Si se la escucha desde un lujoso Shopping porteño, Radio La Salada (como en el texto de Philip Dick), parece la emisora de un país paralelo en el que el comercio y la existencia humana suceden de otra manera (uno es el país más caro del mundo y el otro es el más barato). Pero hay momentos, como el actual, en el que Marixa Balli (según dice) no puede transmitir su programa porque la policía del otro país, desde el lado opuesto del Riachuelo, le corta internet (no es pertinente para esta página analizar la cuestión económica o legal de La Salada).

“La Balli está salada” es a veces una mesa de periodistas en la que la entrevistada resulta ser la misma conductora. El lenguaje de la Balli tiene menos cocción que el de otras radios, nombra los genitales de ambos sexos por sus nombres populares, habla crudamente, con energía, y estira la letra final de algunas palabras (cayóóó, andááá, etc.).

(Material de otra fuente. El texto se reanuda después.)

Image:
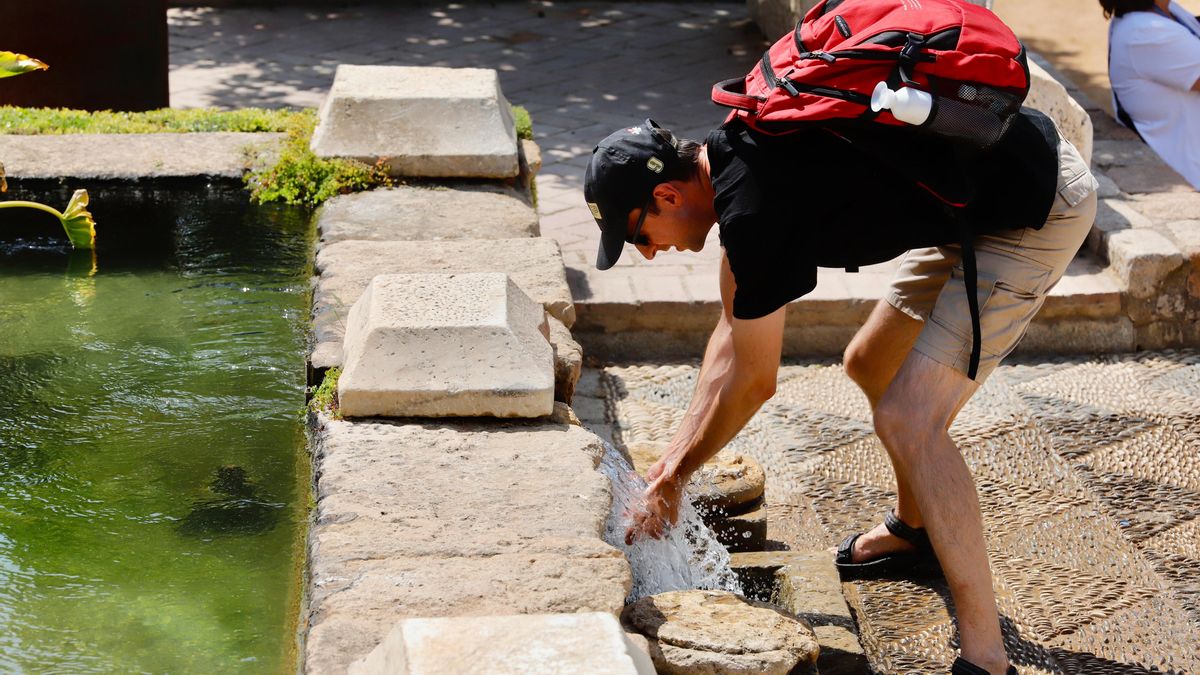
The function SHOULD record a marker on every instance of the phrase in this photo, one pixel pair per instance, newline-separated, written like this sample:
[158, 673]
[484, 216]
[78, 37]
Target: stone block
[423, 121]
[1187, 236]
[1049, 95]
[1111, 216]
[1108, 189]
[347, 267]
[568, 360]
[1122, 154]
[448, 519]
[1169, 207]
[447, 345]
[413, 213]
[1143, 258]
[1149, 178]
[516, 645]
[807, 585]
[719, 633]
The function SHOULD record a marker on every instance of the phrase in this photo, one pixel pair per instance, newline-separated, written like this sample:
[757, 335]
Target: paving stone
[1186, 234]
[371, 595]
[132, 156]
[1143, 258]
[347, 267]
[568, 360]
[743, 531]
[1149, 178]
[1107, 154]
[1108, 189]
[1169, 207]
[447, 345]
[1111, 216]
[423, 121]
[418, 213]
[1049, 95]
[807, 585]
[397, 536]
[720, 633]
[1073, 569]
[515, 645]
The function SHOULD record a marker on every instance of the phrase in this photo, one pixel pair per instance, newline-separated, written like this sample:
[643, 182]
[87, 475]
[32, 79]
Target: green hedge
[299, 177]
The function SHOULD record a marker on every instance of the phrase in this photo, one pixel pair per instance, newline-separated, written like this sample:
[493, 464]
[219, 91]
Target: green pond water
[153, 470]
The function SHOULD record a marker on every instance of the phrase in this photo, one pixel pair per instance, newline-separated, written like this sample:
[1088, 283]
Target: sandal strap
[846, 550]
[915, 536]
[964, 667]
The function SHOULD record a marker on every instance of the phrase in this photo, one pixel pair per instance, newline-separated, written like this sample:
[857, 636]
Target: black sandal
[964, 667]
[919, 562]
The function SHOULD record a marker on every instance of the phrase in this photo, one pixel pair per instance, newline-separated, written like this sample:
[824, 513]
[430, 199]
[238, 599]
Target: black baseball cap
[621, 177]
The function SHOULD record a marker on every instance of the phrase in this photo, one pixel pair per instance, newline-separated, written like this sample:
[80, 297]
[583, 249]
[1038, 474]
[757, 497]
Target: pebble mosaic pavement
[1089, 477]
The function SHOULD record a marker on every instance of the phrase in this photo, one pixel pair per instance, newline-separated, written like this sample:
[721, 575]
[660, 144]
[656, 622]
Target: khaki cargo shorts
[1017, 269]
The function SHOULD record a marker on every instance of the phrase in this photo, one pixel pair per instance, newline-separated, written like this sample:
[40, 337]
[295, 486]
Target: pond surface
[153, 470]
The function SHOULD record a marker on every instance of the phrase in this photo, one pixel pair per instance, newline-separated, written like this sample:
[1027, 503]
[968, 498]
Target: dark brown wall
[103, 54]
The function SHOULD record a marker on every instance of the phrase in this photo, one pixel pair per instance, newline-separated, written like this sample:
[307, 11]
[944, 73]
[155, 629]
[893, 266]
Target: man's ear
[667, 193]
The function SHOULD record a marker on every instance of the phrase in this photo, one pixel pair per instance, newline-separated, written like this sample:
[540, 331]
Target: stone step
[1087, 479]
[507, 645]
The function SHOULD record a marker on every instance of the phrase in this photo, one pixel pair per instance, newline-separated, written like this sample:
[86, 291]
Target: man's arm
[737, 376]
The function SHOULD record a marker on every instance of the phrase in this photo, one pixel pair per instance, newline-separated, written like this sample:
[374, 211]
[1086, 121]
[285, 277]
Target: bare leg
[912, 418]
[873, 359]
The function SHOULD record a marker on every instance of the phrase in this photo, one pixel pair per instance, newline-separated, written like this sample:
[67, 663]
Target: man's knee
[905, 430]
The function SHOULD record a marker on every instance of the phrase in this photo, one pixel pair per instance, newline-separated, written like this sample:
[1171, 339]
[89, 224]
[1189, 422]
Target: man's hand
[661, 508]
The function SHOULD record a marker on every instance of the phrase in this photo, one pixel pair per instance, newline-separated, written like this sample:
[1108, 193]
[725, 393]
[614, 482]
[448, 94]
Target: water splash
[689, 556]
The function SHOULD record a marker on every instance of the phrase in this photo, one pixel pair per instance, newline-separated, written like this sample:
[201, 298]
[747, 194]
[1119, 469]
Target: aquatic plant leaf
[78, 222]
[15, 64]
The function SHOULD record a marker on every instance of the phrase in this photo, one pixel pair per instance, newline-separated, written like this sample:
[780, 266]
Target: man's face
[682, 221]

Ella es la gran defensora de La Salada (tiene allí un puesto de venta para su propia marca de ropa) y se presenta a sí misma como un ser especial: el jueves 6 contó que un joven agonizante la hizo llamar desde terapia intensiva porque quería verla antes de morir. Ella fue y meses después el muchacho, milagrosamente recuperado, acudió a visitarla. De inmediato narra que, además, tres personas enfermas la “hicieron percha” (anímicamente) y que ella concurrió a ayudarlas. Por eso, dice, que varias monjitas la llaman para que vea chicos en grave estado de salud (como se ve, y como en el caso de la cantante Gilda, habría hacia Balli una creciente adoración).

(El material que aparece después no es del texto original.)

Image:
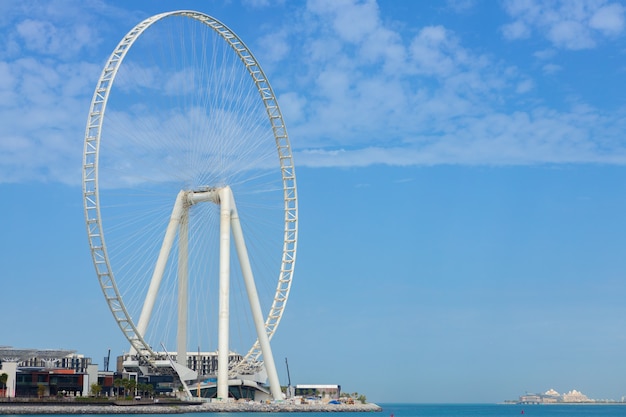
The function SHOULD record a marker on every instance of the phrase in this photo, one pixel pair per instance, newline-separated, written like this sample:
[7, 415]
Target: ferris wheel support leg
[159, 268]
[183, 250]
[255, 305]
[224, 294]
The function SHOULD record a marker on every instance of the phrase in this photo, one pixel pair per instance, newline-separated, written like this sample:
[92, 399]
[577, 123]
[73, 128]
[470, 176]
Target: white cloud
[608, 19]
[352, 94]
[566, 24]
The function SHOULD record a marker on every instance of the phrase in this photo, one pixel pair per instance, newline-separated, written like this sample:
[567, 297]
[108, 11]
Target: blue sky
[461, 177]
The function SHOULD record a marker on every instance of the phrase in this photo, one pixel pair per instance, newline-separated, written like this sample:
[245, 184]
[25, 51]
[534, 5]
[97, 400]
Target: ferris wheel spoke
[182, 108]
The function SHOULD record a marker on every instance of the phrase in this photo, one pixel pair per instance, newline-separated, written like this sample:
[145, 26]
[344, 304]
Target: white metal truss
[91, 202]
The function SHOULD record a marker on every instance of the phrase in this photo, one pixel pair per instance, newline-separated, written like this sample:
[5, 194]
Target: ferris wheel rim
[90, 180]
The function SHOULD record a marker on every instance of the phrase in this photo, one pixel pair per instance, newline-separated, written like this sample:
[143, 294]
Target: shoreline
[178, 408]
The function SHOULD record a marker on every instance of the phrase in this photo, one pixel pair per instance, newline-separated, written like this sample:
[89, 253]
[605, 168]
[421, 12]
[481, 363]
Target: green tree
[96, 389]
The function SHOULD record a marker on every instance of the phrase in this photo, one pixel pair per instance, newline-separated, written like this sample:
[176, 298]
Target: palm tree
[117, 383]
[4, 377]
[96, 389]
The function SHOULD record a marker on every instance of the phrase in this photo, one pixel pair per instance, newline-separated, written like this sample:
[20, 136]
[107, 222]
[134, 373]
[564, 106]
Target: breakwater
[179, 408]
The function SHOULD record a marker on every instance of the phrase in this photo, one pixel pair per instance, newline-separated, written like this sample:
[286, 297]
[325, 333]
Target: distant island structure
[553, 397]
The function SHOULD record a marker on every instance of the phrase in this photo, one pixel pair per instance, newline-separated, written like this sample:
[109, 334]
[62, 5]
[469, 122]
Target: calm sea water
[435, 410]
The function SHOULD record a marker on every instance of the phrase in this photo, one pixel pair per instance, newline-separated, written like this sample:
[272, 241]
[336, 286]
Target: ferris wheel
[189, 192]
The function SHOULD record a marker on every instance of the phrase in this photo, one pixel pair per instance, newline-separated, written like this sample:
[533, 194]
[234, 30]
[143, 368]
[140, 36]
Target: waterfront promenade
[178, 408]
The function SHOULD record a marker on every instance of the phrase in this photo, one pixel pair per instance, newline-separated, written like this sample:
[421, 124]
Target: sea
[429, 410]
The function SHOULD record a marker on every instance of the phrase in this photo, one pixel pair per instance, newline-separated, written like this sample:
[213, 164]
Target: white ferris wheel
[189, 194]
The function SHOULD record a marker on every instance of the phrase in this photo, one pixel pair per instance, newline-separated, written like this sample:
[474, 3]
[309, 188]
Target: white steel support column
[164, 254]
[224, 294]
[255, 304]
[183, 274]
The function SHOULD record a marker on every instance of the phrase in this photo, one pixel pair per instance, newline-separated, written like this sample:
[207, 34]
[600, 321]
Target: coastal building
[552, 397]
[45, 372]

A veces recuerda su relación amorosa con el cantante Rodrigo Bueno quien, antes del accidente que terminó con su vida, solía decirle que él iba a morir joven y que siempre la iba a estar “mirando desde arriba”.

El jueves 13, después de cuestionar al gobierno anterior (menos) y al actual (más), dice que si la aceptan ella se podría postular en un partido político pero para hacer el bien y para preguntarles a las personas, una por una, cuáles son sus problemas y qué necesitan.
Ante la existencia de La Salada y Marixa Balli, alguien podría pensar que existen dos Argentinas diferentes. Pero el análisis del lenguaje radial de los dos “supuestos países” parece indicar que Argentina es una sola. Un solo país, pero con la mente dividida: en lenguaje psiquiátrico a eso se lo diagnostica como esquizofrenia.